KONAWE SELATAN, Tirtamedia.id – Personel Korps Bhayangkara yang bertugas di Subdit I Dit Intelkam Polda Sultra, AIPDA La Onta Rahafa mendirikan Lembaga Pendidikan Al-Quran (LPA) di Desa Laikaaha, Kecamatan Ranomeeto, Kabupaten Konawe Selatan (Konsel), Sulawesi Tenggara (Sultra).
Tempat pengajian tersebut diberi nama LPA Al-Hidayah. Visi dari pada LPA Al-hidayah ini adalah membentuk generasi muslim yang berilmu pengetahuan agama dan berakhlak yang baik. Sedangkan misinya adalah menanamkan sejak usia dini dasar keimanan kepada Allah dan Rasul-Nya
Pantauan media ini, La Onta Rahafa mulai membuka jadwal pengajian sejak pukul 16.00 WITA. Sekelompok anak-anak yang mengaji berdatangan sembari membawa Al-Quran dan beratribut muslim lainnya. Dengan rapi, mereka duduk sambil membaca ayat-ayat suci tersebut.
Selain itu, ia juga memberikan nasehat-nasehat kepada anak didiknya. Puluhan anak-anak ini nampak antusias ikut pengajian itu. Selain membawa ayat-ayat, mereka juga diuji dengan seberapa banyak hafalan Al-Quran serta doa-doa shalat.
Kepada media ini, La Onta Rahafa mengatakan sejak Juni 2018, ia mulai mengumpulkan anak-anak itu satu persatu untuk diajarkan huruf hijaiyah (Al-Quran).

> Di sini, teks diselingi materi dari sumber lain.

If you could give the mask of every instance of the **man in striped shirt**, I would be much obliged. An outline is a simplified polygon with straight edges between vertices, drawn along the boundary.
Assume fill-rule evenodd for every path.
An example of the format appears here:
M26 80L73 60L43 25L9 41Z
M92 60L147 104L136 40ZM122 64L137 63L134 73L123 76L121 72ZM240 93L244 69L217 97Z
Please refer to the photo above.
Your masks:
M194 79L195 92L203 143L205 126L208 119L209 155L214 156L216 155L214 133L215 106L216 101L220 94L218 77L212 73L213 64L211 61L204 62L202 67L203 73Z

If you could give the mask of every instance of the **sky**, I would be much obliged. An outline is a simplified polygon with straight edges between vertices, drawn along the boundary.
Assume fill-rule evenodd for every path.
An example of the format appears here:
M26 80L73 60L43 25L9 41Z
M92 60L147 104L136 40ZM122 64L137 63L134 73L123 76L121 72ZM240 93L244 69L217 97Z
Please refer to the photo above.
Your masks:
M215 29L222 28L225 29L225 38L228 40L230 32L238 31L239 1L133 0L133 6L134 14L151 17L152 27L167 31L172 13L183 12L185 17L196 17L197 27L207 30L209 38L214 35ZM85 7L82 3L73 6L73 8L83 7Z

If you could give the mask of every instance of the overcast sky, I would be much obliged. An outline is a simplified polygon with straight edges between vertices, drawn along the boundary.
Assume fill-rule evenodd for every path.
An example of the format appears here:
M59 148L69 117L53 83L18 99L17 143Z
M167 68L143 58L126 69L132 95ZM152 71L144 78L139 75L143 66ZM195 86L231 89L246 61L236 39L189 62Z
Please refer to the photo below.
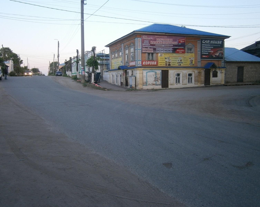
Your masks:
M0 44L20 55L25 66L46 75L49 61L81 51L81 0L1 0ZM231 36L226 47L240 49L260 40L259 0L87 0L85 51L108 53L105 45L154 23ZM91 15L93 14L93 15ZM104 52L104 51L103 51ZM22 66L23 66L23 65Z

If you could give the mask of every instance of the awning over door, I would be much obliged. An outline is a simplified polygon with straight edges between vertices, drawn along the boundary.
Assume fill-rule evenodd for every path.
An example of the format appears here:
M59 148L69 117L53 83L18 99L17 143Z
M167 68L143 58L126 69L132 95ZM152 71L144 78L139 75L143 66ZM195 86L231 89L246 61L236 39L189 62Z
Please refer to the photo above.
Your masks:
M204 66L205 69L209 69L211 68L217 68L217 66L214 63L208 62Z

Setelah masuk tahun berikutnya yakni tahun 2019 anak-anak santri mulai bertambah banyak jumlahnya sampai 70 orang.
Untuk mengajar membaca Al-Quran kepada anak didiknya, ia dibantu kedua putranya sebagai guru ngaji.

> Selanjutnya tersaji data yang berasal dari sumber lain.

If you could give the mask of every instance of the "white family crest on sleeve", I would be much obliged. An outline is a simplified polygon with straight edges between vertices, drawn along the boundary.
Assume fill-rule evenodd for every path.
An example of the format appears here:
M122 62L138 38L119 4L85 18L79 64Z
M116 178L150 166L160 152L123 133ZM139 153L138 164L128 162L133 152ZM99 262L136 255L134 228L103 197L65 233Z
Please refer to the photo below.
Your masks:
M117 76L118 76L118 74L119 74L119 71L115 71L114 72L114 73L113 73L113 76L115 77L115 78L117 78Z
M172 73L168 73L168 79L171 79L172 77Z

“Kita ajarkan di sini bacaan Al-Quran secara baik dan benar serta mendidik santri agar fasih membaca Al-Quran,” tutur AIPDA La Onta Rahafa saat ditemui di lokasi, Jumat (15/4/2022).
Selain untuk mendekatkan diri kepada masyarakat, ia membangun LPA ini agar akhlak dan moral anak-anak di zaman serba digital ini dapat mempengaruhi ke hal-hal positif.
“Hal ini yang mendorong saya selaku penegak hukum peka terhadap keadaan lingkungan sekitar guna membangun karakter anak untuk memahami dan mempelajari agama serta menjadi teladan bagi masyarakat dan memberikan manfaat yang baik kepada orang lain sekitarnya,” ungkapnya.
Ia mengaku, tantangan yang dihadapi selama mendirikan LPA ini adalah ketika anak-anak itu harus diberhentikan dari keramaian karena wabah virus Corona yang melanda hampir di seluruh dunia. Namun di akhir tahun 2021 anak-anak mulai beraktifitas melakukan pengajian seperti sebelumnya.
Untuk sumber dana awal pembangunan LPA ini sendiri, ia mengaku menyisihkan sebagian gaji yang diperoleh serta dibantu oleh sang istri yang berjualan di kios. Bahkan, beberapa tahun terakhir ini ia dibantu rekan-rekan Polri seangkatannya Alumni Dikmaba Angkatan XIX Tahun 2000 (DTT-SMDE).
“Sumber dananya dari gaji yang saya sisipkan, dibantu sama istri dari hasil jualan dan teman-teman seangkatan saya,” katanya.